Malgré la crise pandémique et l’intensification de la numérisation qu’elle a provoquée, les acheteurs de montres suisses continueront de préférer les boutiques physiques aux sites internet, leur expérience en magasin restant «un élément essentiel» à l’achat, selon le cabinet Deloitte.

Plus de 70% des cadres de l’horlogerie helvétique interrogés par le géant du conseil dans le cadre d’une étude sur le secteur affirment que les canaux «hors ligne» domineront à l’avenir. «Pour une industrie qui repose principalement sur le lien émotionnel qui se crée lorsque l’on voit et manipule des montres de luxe, à l’avenir, le défi sera de réussir à combiner le physique et le numérique», détaille Karine Szegedi, responsable mode et luxe chez Deloitte Suisse.

Concrètement, plus de 60% des marques sollicitées donnent la priorité à une stratégie omnicanale, qui mettrait à contribution boutiques physiques, sites internet et réseaux sociaux.
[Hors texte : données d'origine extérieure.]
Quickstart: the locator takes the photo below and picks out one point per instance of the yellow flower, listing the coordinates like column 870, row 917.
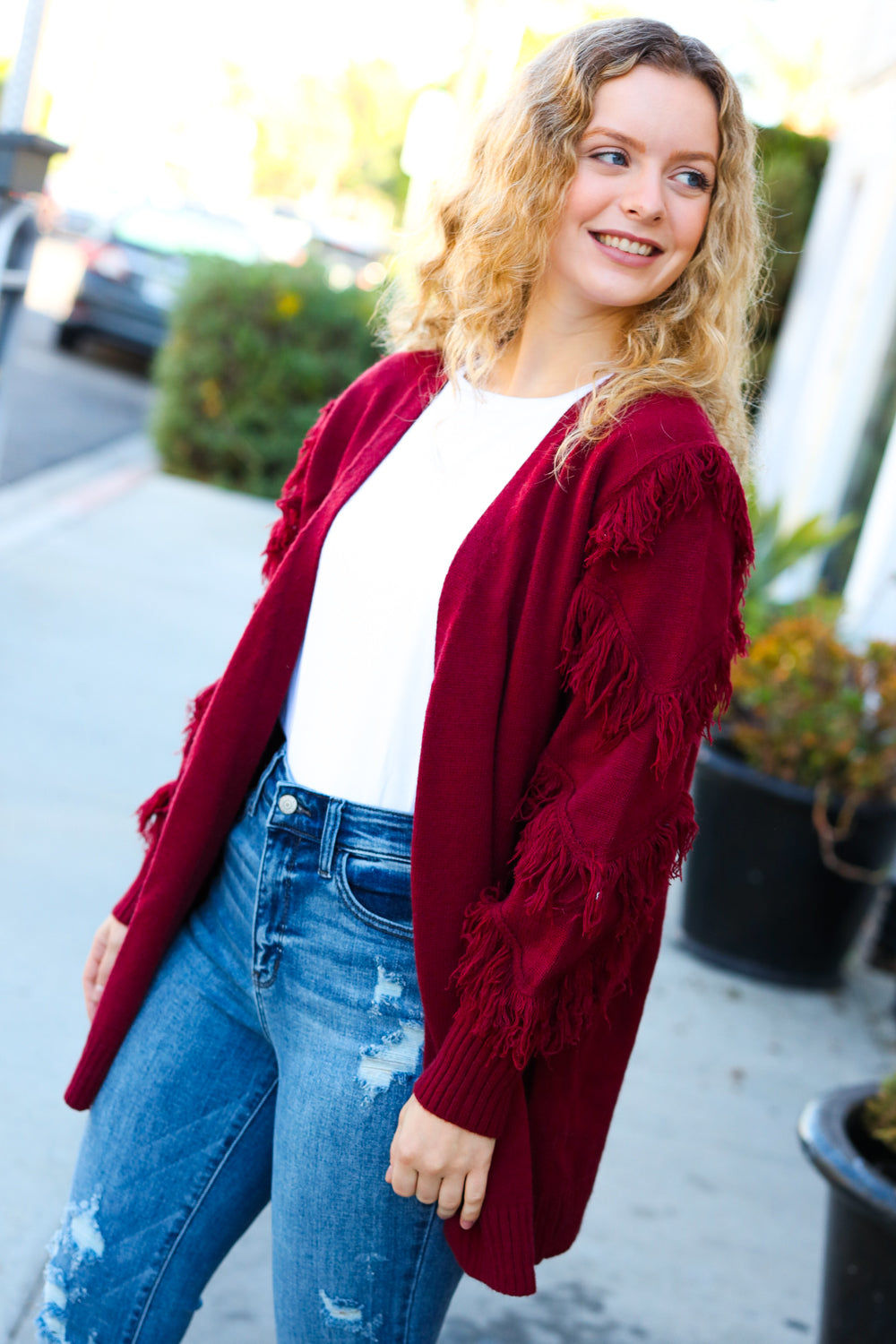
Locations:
column 210, row 392
column 289, row 304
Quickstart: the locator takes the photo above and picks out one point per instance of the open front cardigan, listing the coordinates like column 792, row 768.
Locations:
column 583, row 647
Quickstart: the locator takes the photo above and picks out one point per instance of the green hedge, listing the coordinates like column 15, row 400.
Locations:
column 252, row 355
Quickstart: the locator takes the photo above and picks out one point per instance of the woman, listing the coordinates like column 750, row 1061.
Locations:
column 501, row 607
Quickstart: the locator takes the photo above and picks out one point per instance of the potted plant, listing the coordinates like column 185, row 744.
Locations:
column 797, row 806
column 850, row 1137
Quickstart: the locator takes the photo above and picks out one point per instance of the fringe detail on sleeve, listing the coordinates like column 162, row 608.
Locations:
column 599, row 666
column 618, row 903
column 285, row 530
column 287, row 526
column 667, row 488
column 597, row 660
column 196, row 715
column 155, row 809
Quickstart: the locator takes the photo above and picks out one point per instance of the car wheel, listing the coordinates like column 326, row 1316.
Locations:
column 69, row 338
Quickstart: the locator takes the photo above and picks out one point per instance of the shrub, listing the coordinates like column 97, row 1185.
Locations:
column 879, row 1113
column 809, row 710
column 252, row 355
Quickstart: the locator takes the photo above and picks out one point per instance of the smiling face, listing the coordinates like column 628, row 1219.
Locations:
column 638, row 203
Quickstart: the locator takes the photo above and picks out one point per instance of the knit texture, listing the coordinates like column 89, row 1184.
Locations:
column 583, row 650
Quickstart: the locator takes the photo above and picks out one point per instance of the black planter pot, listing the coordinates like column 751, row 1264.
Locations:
column 758, row 898
column 858, row 1301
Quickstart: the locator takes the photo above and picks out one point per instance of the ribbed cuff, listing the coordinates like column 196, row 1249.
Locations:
column 468, row 1083
column 498, row 1247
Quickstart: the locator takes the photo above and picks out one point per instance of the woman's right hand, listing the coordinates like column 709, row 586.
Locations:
column 107, row 945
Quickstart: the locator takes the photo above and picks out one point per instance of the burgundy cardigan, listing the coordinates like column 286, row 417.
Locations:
column 583, row 645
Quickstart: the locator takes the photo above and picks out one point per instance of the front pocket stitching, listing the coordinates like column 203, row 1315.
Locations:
column 358, row 909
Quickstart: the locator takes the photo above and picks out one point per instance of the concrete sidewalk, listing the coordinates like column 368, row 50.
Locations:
column 123, row 593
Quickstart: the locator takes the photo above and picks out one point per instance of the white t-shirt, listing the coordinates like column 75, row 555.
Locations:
column 354, row 715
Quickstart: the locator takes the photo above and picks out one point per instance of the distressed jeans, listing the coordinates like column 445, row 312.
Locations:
column 269, row 1062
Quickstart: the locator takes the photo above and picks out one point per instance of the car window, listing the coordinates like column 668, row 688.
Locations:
column 185, row 231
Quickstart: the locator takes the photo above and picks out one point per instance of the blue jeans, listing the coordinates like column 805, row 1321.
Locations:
column 271, row 1059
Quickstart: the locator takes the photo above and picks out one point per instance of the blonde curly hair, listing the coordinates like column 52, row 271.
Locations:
column 470, row 298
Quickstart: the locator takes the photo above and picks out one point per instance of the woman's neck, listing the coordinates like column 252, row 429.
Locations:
column 556, row 351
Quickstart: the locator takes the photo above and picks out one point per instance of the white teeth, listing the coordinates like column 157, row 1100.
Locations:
column 625, row 245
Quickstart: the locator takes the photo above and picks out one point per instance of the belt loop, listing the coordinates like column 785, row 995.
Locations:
column 252, row 803
column 328, row 838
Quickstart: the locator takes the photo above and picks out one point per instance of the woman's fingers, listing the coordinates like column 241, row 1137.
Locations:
column 427, row 1188
column 91, row 969
column 450, row 1196
column 101, row 959
column 473, row 1198
column 440, row 1163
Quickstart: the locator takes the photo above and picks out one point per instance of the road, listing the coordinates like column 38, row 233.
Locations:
column 61, row 405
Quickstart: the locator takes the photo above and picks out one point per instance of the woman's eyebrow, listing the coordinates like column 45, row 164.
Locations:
column 641, row 148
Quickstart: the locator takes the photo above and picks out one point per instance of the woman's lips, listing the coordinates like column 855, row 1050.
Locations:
column 625, row 258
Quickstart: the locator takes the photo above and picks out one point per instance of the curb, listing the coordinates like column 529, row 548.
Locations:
column 38, row 504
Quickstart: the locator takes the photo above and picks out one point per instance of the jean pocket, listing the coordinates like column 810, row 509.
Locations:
column 378, row 889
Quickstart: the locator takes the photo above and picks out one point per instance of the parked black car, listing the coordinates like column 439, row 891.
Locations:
column 134, row 269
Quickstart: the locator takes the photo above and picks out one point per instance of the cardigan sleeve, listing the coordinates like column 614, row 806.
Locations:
column 152, row 812
column 607, row 819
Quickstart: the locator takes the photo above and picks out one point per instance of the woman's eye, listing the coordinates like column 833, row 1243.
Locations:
column 694, row 179
column 616, row 158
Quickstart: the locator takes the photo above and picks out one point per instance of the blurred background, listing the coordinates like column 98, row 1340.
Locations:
column 304, row 134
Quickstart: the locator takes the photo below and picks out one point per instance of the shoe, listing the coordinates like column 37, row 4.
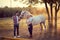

Cette stratégie «phygitale» devrait permettre d’accroître la résilience du secteur dans un contexte de récession économique qui affecte gravement le secteur, selon la responsable.

Pessimisme quant à l’avenir

Un large majorité (85%) des cadres horlogers interrogés sont pessimistes concernant l’avenir du secteur. La chute des exportations mondiales se poursuit depuis le début de l’année et l’apparition du Covid-19 en Chine. L’effondrement du tourisme mondial, la baisse de la demande intérieure due au confinement et la tendance généralisée à l’épargne sont autant d’éléments qui empêchent tout optimisme auprès des dirigeants du secteur.

D’autant que l’horlogerie helvétique n’est pas qu’affectée par la pandémie du nouveau coronavirus, elle l’est aussi par une série d’incertitudes géopolitiques.

Le déclin de Hong Kong comme plaque tournante du luxe helvétique en Asie, la guerre commerciale entre les Etats-Unis et la Chine, le Brexit ou encore l’élection présidentielle américaine sont autant d’événements qui menacent la reprise des ventes dans un secteur largement dominé par le marché chinois. Les «États-Unis et d’autres pays densément peuplés comme l’Indonésie, l’Inde et le Vietnam» suivent en termes de chiffres d’affaires et connaissent les croissances les plus importantes, précise Deloitte.